From Plautus’ THE POT OF GOLD to Molière’s THE MISER to Martin Scorcese’s THE WOLF OF WALL STREET, greed has long provided a rich vein of comic and serious ore for theatre and filmmakers to mine. Only within the past week or so, New York has seen the opening of such greed-related shows as THE THREEPENNY OPERA and THE HEIR APPARENT. The subject is now the heart of a satirical revue, GREED: A MUSICAL FOR OUR TIMES, directed by Christopher Scott, at New World Stages. The book, music, and lyrics are by Michael Roberts and the 85-minute intermissionless show--a best musical winner at the 2006 NYC Fringe Festival--features four performers, two men and two women. The ladies are Julia Burrows and Stephanie D’Abruzzo; the men are James Donegan and Neal Mayer. Each is pleasant and moderately talented, but none stands out either for comic or vocal distinction; less shrillness and fewer flat notes might have helped.
From left: Neil Mayer, Julia Burrows, Stephanie D'Abruzzo, James Donegan. Photo: Carol Rosegg.
The producers haven’t spent much money on sets or musicians, depending mainly on Josh Iacovelli’s arrangement of black velvet curtains for the background, and an onstage pianist and percussionist seated at stage right for the music. There are some clever lyrics in the songs, but not all of them are on the same level, and an hour and a half of song after song about covetousness verges on overkill.

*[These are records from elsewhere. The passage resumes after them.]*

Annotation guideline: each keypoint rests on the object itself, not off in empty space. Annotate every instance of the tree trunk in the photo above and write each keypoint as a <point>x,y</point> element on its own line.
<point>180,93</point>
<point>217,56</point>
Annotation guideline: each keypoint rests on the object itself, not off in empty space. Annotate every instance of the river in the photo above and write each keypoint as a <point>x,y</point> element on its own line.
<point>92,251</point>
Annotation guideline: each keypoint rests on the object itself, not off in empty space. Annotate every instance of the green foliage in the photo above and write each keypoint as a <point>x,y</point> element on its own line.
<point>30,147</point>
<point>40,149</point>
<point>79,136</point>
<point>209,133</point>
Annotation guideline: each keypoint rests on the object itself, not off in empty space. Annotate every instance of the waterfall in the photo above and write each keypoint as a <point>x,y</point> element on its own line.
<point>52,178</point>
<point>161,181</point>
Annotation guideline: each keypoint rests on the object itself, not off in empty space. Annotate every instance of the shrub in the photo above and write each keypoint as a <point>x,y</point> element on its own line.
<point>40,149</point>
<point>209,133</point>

One routine, “Financial Advisor,” has a couple visiting such a specialist only for the seemingly dumb blonde wife (Ms. Burrows) to know more about the subject than the jargon-spouting advisor (Ms. D’Abruzzo). There’s a bit about a jealous man who thinks his friend has everything better than him; another, “When I Saw the Doctor,” about medical greed; and one, “Inside Information,” about inside trading. “A Little Juice” is about steroid use in sports, with three performers sticking their heads atop cardboard paintings of muscle-bound athletes (one in a Yankees uniform), while “The Ballad of Jamie Dimon,” done as a cowboy song, describes the avariciousness of that billionaire.

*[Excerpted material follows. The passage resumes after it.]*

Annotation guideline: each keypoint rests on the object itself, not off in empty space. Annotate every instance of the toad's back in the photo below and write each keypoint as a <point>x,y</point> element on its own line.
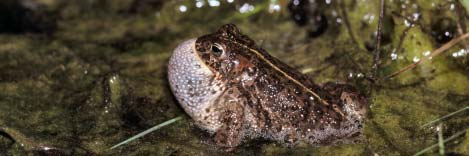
<point>256,95</point>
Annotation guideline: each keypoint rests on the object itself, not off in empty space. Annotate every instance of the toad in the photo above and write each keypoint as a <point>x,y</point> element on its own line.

A Dolly Parton type (Ms. Burrows) boasts in “Another Kid” about making money off the federal welfare state by having illegitimate children, and then, in the show’s most tasteless bit, sings about plotting to have a disabled kid to make even more. The Catholic Church is blasted for seeking monetary power at the expense of doing “God’s Work,” while art patrons are skewered in “It’s Mine,” a song spread through the show in three parts sending up different aspects of the theme. People who have accidents in public places like malls are sent up in “Slip ‘N’ Fall,” and Ponzi scheme mavin Bernard Madoff, already knocked (indirectly) this season in THE UNAVOIDABLE DISAPPEARANCE OF TOM DURNIN and THE COMMONS OF PENSACOLA, gets his comical comeuppance in “It’s Bernie.” Madoff may be worth a thrust or two for bringing Ponzi schemes back to public attention, but the original Ponzi himself gets his own number, “Charlie’s Song.” And, of course, what’s a show about modern greed without taking the knives to mortgage fraud in “Passing the Mortgages.”